Nakajima, who joined the World Health Organization in 1974, helped develop the concept of essential medicines.
Hiroshi Nakajima, who helped develop the concept of essential medicines during his tenure at the World Health Organization (WHO), died Jan. 26 in Poitiers, France after a short illness, the agency said in a statement. He was 84.
Nakajima joined WHO in 1974 after a career in neuropharmacology. He served as director of WHO's regional office for the Western Pacific from 1978 to 1988, and as the organization's fourth director general, from 1988 to 1998.
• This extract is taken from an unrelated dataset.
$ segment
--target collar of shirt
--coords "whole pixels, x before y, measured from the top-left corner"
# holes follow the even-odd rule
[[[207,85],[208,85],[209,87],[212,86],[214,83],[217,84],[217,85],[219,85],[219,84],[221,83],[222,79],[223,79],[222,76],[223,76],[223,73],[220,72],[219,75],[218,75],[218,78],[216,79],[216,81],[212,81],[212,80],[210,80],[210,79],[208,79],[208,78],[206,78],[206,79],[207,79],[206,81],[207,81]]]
Nakajima is credited with starting many of WHO's most successful current programs, including its strategy for treating and reining in tuberculosis and the expansion of its global vaccination program for children. ”For all of these initiatives, the impact on people's health mattered most to him," said current WHO chief Margaret Chan as she announced the news to WHO's executive board at a meeting in Geneva. "One of Dr. Nakajima's greatest passions was to see polio defeated. We are doing so now, for many good reasons. Let these efforts also be a tribute to his memory."
Participants of the meeting commemorated Nakajami's contributions to public health with a minute of silence.
Born in Chiba, Japan, Nakajima received his M.D. from Tokyo Medical University.
His decade-long tenure at the helm of the WHO was marked by controversy, which included a conflict with the former director of WHO's anti-AIDS program. Jonathan Mann. Mann resigned in protest, telling the New York Times: "We're facing a very important worldwide epidemic that requires continual innovation and action, and Dr. Nakajima and I do not see eye to eye on the importance and strategy of the fight against AIDS."
Nakajima is survived by his wife, Martha Nakajima and two sons.